Top tips with Adrian Zambardino on insights and planning

Top tips with Adrian Zambardino on insights and planning

Blog

Adrian Zambardino is part of the Havas Lynx Group planning function. In this blog piece, we caught up with Adrian to learn more about his passion, experience and what top tips he would give to someone looking to enter in to a career in insights and planning.

We’re proud to have welcomed Adrian Zambardino to the Havas Lynx Group as part of our planning function. Adrian joins our London team with over 30 years’ experience including senior roles at JWT, Saatchi & Saatchi, Ogilvy & Mather, and most recently Langland.

Elizabeth Egan, Managing Director, Havas Lynx London said, “I am delighted to have Adrian on the team with his breadth and depth of experience. He is an asset to further enhance our Strategic Planning function, to shape life-changing campaigns.”

We caught up with Adrian to learn a little more about his passion, experience and what top tips he would give to those looking to enter in to the world of insights and planning.

What inspires you the most about working within healthcare communications? 

It’s tempting to say that I’m motivated by the prospect of curing diseases or increasing the sum of human happiness, or even that it’s time to give something back after my years spent marketing sugary breakfast cereals. But the truth is probably simpler. I simply find the health system and medicine a fantastically interesting subject area. Health is a subject you can’t help but have strong feelings about. It matters to people. Some categories are all about creating a need that didn’t exist before. Health is the opposite. It’s basic, fundamental, human. So, being in the insights business, healthcare is especially rich and fertile.

What do you think pharma and healthcare can learn from consumer advertising/marketing?

In my experience, healthcare brands have struggled to treat healthcare professionals as human beings. It is often quite difficult to garner insight from physicians, because they tend to respond in research with their ‘prescriber’ hat on. Some FMCG categories have become adept at digging a bit deeper and using the resulting insights to redefine communications in a more interesting way. We could probably learn from that.

We could probably also learn from other categories to be more challenging to our clients – in a constructive way. There’s a (probably) apocryphal story about a retailer located in a riverside location, who asked his agency for a campaign to increase footfall. The agency declined to create new communications, but proposed lobbying the authorities to build a new bridge to make customer access easier. The story may or may not be real, but that kind of lateral thinking is something I very much aspire to.

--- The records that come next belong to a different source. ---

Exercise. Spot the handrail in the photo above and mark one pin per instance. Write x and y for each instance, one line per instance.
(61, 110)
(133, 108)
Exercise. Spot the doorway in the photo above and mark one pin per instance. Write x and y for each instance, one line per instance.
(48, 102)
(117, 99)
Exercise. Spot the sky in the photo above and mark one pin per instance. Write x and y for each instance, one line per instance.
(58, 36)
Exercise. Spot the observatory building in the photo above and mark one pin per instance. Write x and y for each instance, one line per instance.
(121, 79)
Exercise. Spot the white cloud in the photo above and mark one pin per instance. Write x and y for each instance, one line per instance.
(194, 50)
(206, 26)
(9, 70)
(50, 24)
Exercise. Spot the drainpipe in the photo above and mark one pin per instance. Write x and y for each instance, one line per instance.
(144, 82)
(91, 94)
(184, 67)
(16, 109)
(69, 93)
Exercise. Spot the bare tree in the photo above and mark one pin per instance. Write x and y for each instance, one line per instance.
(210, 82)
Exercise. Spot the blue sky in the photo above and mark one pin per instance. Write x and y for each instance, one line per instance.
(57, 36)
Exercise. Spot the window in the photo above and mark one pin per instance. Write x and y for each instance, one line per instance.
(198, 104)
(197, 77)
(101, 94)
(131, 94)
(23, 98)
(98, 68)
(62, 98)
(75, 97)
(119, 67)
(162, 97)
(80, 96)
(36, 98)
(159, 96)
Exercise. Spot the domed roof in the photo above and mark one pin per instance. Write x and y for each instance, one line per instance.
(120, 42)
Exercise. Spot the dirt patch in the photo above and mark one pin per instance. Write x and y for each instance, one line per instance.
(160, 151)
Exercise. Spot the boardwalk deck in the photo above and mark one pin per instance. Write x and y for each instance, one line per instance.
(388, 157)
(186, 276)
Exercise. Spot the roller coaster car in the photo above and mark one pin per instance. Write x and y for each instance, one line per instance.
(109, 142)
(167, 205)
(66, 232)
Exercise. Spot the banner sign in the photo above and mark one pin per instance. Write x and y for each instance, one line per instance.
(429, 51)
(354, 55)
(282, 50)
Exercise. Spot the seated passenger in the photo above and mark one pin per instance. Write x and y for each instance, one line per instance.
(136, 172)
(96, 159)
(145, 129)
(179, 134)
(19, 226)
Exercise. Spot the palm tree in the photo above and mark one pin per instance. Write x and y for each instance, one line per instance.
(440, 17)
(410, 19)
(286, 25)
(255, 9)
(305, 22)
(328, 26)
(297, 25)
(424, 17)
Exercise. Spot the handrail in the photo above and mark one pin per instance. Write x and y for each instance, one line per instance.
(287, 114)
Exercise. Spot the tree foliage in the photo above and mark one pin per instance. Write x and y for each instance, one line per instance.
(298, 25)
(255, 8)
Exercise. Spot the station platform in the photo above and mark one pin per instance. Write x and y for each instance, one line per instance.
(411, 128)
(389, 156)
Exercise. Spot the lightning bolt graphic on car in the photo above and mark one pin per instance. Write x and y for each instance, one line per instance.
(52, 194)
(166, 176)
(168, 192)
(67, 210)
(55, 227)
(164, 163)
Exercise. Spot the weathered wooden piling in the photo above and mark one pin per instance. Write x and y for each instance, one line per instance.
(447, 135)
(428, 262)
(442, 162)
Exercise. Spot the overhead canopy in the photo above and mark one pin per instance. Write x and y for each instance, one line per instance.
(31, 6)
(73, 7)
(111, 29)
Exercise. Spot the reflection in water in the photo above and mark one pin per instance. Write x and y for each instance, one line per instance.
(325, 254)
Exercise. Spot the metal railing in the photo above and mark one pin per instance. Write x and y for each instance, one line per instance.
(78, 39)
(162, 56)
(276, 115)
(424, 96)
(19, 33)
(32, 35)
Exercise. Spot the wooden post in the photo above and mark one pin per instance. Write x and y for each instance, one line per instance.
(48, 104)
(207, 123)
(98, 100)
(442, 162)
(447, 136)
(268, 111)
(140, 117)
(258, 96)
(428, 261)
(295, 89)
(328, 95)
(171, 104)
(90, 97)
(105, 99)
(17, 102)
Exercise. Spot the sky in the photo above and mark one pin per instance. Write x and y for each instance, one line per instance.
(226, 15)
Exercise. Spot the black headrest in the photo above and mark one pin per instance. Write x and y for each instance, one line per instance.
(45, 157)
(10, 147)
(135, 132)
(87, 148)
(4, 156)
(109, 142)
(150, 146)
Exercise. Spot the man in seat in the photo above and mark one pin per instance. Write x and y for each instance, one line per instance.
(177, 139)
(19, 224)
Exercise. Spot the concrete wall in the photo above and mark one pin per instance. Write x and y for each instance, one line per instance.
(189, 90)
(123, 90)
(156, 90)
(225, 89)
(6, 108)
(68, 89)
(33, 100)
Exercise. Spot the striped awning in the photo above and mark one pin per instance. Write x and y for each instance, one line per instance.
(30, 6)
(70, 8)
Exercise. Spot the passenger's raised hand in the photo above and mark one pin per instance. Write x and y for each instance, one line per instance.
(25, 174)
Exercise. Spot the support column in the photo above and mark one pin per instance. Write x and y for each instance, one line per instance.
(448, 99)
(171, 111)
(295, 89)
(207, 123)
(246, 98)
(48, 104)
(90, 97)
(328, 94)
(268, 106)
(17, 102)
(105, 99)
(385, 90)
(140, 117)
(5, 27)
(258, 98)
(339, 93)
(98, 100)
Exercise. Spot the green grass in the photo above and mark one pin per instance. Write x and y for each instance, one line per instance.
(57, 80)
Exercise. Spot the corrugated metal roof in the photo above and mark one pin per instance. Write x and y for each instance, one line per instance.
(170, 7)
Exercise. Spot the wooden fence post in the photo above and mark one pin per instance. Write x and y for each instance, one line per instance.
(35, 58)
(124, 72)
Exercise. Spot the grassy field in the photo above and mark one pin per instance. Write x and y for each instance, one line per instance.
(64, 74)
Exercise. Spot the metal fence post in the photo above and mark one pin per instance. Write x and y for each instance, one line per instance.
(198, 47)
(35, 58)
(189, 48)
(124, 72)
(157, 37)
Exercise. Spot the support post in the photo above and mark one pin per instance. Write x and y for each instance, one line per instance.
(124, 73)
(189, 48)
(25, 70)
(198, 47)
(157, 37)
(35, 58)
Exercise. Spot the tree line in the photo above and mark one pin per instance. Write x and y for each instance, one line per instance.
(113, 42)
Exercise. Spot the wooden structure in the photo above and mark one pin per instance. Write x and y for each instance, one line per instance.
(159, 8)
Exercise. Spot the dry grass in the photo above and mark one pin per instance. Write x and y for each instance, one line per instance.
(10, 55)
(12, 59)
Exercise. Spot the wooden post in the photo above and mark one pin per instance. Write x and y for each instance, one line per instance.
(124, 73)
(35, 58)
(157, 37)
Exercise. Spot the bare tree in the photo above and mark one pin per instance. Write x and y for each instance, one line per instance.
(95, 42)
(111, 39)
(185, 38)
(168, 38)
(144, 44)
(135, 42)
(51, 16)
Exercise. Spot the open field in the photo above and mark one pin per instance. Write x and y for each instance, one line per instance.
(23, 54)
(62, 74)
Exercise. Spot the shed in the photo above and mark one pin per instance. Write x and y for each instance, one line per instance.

What do you believe are the foundations to a solid idea?

Interesting question – do we even agree on what we mean by an idea? I think ideas are too varied to define easily – sometimes captured in a phrase, sometimes an attitude, sometimes a story or a set of characters like in a sit-com.  But I do believe the best ideas have something that captures our imagination together with some kind of attributes which make it ownable by a brand.  It’s the thing that’s common across channels and over time. The new John Lewis TV campaign was launched recently. I think we could all have a stab at defining the common characteristic that goes through John Lewis commercials. Something around the emotional territory surrounding  joy of giving. But there are a set of crucial elements that separate these ads from their many imitators – the music, the visual style, the direction, a kind of personality – that’s more difficult to put your finger on, but equally important, I think.

What three things would you say to someone looking at a career in insights and planning?

  • Stay curious
  • Don’t believe the hype
  • Learn from outside our industry

What are you most looking forward to in your role at Lynx?

First, it’s the people. Everyone I’ve met has inspired me and makes me want to do great work together. I sense an enthusiasm for thinking and for ideas at Havas Lynx which I haven’t seen for a long time. There’s a sense of ‘something happening’ here, which is difficult to put into words, but it’s there in the people and in the general buzz. And a genuine commitment to the thinking.  I really can’t wait.